Is NASA Paving the Way for Asteroid Mining?
The agency just greenlit a robotic mission to the most metal-rich space rock in the solar system.
In March 1852, Italian astronomer Annibale de Gasparis discovered an asteroid orbiting between Mars and Jupiter, one of several he would find in his lifetime. He named it Psyche, after the Greek word for the soul. Many decades later, the name would take on new meaning. Scientists believe Psyche, one of the largest objects in the asteroid belt, may be the exposed metal core of an early planet, the soul of a celestial body.
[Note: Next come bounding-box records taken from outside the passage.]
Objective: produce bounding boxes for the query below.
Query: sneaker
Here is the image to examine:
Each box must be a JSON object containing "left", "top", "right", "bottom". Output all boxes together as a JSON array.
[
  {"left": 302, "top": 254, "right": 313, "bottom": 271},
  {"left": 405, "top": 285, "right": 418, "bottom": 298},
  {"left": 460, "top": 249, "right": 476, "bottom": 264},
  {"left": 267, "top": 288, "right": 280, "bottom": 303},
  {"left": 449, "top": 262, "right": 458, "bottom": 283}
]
Seven years from now, we’ll find out for sure. Earlier this week, NASA chose to fund an eponymous robotic mission to Psyche, scheduled to launch in 2023. The mission marks the first time spacecraft will visit a metallic asteroid, an extremely rare object in the solar system. Similar NASA missions have only visited rocky and icy worlds, including planets—excluding gas giants Jupiter and Saturn—and other asteroids like Vesta and Ceres. Scientists believe Psyche could have grown to be the size of Mars, but its rocky outer layers were smashed away by a series of collisions billions of years ago. What remains, a world made of metallic nickel and oil, is about the size of Massachusetts.
“By visiting Psyche, we can literally visit a planetary core the only way that humankind ever can,” Lindy Elkins-Tanton, the Psyche mission's lead investigator, told reporters Wednesday. “It’s 1,800 miles to the Earth’s core, and the deepest humans have ever managed to drill is seven-and-a-half miles.”
Psyche is the only known round metal body in the solar system. The Psyche mission, led by researchers from Arizona State University, will launch in 2023 and reach its namesake by 2030. Over 20 months, the spacecraft will collect data about Psyche's composition and topography, and, as is standard for robotic missions these days, return beautiful, GIF-able images of the asteroid. They hope Psyche will help them better understand planet formation, and learn more about Earth’s own iron core.
The Psyche mission is part of NASA’s Discovery program, which funds robotic spacecraft usually focused on a specific slice of science. The missions are capped at $450 million, making them pretty inexpensive, as far as solar system trips go. But the payoffs can be big. The Kepler space telescope has discovered hundreds of exoplanets since its launch in 2009; MESSENGER mission put the first spacecraft into Mars orbit in 2011; and Dawn orbited one asteroid in 2011 before zooming over toward another last year, helping scientists understand the formation of rocky and icy bodies.
The Discovery announcement suggests a growing enthusiasm for asteroid research. NASA has also approved funding for the Lucy mission, which will launch in 2021 to explore the Trojan asteroids, so called because they’re named after figures in the mythical war, that share the orbit Jupiter takes around the sun.
The choices add to a potentially asteroid-heavy news cycle for the 2020s. NASA this week announced it would fund for another year the Near Earth Object Camera project, which would launch an infrared telescope into space track potentially dangerous asteroids near Earth in 2021. The space agency is also working on the Asteroid Redirect Mission, an ambitious plan to redirect an asteroid into a stable orbit around the moon, where astronauts will visit it and come back with samples in the 2020s. But this mission is perhaps the unluckiest of them all. The project is costing NASA more than $1 billion, and has found little to tepid support within the scientific and lawmaking community—and the next administration.
Looking beyond the 2020s, NASA’s asteroid kick is especially exciting for supporters of asteroid mining. The development of such technology is still very much in its infancy, but it’s underway. Planetary Resources, a six-year-old startup based in Washington State, has been collecting investors for an asteroid-hunting satellite, with plans to someday mine the objects. Last summer, the government of Luxembourg announced it would create a fund of more than $227 million for investment in asteroid-mining companies. Planetary Resources received nearly $27 million of that in November.
Little is known about the composition and other properties of the Trojan asteroids near Jupiter. But the resources on metal-rich Psyche could be worth billions or even trillions of dollars—once humans finish developing the technology to mine them, of course.